Acrylonitrile-Butadiene-Styrene (referred to as ‘ABS’, hereinafter) has been widely applied in electric appliances, electronic products and office automation machinery. However, this resin itself is not flame retardant. So, it is necessarily changed to flame retardant ABS resin by adding a flame retardant and an auxiliary flame retardant in order to endow flame retardancy to the resin.
However, when a flame retardant and a auxiliary flame retardant are added to ABS resin in order to improve flame retardancy, mechanical properties and physical properties of the resin including impact strength, melt flow index and elongation are significantly reduced.

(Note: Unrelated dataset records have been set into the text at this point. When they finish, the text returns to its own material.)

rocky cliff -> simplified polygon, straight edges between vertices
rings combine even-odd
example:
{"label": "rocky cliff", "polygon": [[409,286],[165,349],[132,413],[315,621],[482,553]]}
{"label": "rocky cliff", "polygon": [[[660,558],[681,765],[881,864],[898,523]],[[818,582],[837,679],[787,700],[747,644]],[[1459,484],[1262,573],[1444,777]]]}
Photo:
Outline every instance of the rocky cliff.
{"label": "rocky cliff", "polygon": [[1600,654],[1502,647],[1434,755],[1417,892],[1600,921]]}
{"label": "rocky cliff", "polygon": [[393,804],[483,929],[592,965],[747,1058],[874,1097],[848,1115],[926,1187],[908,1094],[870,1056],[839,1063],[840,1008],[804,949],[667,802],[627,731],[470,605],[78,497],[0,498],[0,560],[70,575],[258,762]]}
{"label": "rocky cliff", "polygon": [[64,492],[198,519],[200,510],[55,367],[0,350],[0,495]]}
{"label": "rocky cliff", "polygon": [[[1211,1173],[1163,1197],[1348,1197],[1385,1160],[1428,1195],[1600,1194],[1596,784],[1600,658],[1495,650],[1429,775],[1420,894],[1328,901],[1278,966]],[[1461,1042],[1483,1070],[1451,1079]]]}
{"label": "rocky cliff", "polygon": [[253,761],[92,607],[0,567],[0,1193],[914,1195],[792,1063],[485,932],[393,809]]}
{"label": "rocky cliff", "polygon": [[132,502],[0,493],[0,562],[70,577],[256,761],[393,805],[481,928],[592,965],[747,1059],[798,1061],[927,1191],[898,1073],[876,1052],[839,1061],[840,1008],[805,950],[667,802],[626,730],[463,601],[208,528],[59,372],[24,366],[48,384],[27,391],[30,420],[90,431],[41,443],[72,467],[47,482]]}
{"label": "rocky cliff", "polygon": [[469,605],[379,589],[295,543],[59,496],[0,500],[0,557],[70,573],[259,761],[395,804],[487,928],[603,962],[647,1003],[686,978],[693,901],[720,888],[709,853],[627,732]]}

That is, the flame retardant ABS resin produced with the addition of a flame retardant and auxiliary flame retardant is expected to have poor mechanical properties, particularly poor impact strength and melt flow index. Therefore, it is important to develop a flame retardant ABS resin having excellent physical properties.
As explained hereinbefore, a flame retardant necessarily added to a flame retardant ABS resin is a major cause of reducing mechanical properties of the resin. To overcome this problem, various additives and stabilizers can be tried to increase impact strength and melt flow index. However, the addition of expensive additives raises the prime cost and might reduce other physical properties of the resin.
Therefore, it is required to develop a novel flame retardant ABS resin having excellent impact strength, melt flow index and flame retardancy.